Even as I am typing this I am checking Facebook, twitter, downloading a show and eating my dinner. Sure if I eliminated all of these distractions I may be able to write this post quicker, but sometimes I just can’t seem to find the right word and my brief scroll through Facebook allows my brain to trigger just the word I was looking for. Is it reasonable to think students can sit for a half an hour, an hour and complete an assignment? What if they are just not able to muster up exactly what they want to say at that moment? Is it an accurate reflection of their abilities if we put a time limit on something or say hand in what you have completed or this is due on such and such day and there is no more class time to complete it?

Occasionally students are genuinely off task and are choosing not to use their class time, however the majority of my students are thinking, asking questions and generating ideas related to the task they are completing. Everything I know about 21st century learning and learning that is relevant and authentic requires time. But when do you as a teacher decide the time is up? Or, should it even be our decision, should students have more of a role in determining the time factor?
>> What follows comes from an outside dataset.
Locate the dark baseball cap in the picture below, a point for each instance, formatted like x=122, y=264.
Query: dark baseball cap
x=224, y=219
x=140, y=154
I rarely put due dates on assignments. I always tell students that I don’t want to have a due date looming over them because I want them to focus on doing a good job rather than just getting it done. As well, if they are showing me that they need more time because they want to understand it more fully or they want to gather more resources, why rush them?

I have more questions than answers in this post and I am hoping for some insight. I don’t want to design work that requires simple regurgitation of answers, the kind of tasks that can be given a time limit because there is minimal thinking involved. Though, I also don’t want to have students feel as though they have all the time in the world. Deadlines, due dates, time constraints are a reality and there is other engaging and necessary learning that needs to be done.

Which leads me to my final question, what does time look like in your classroom?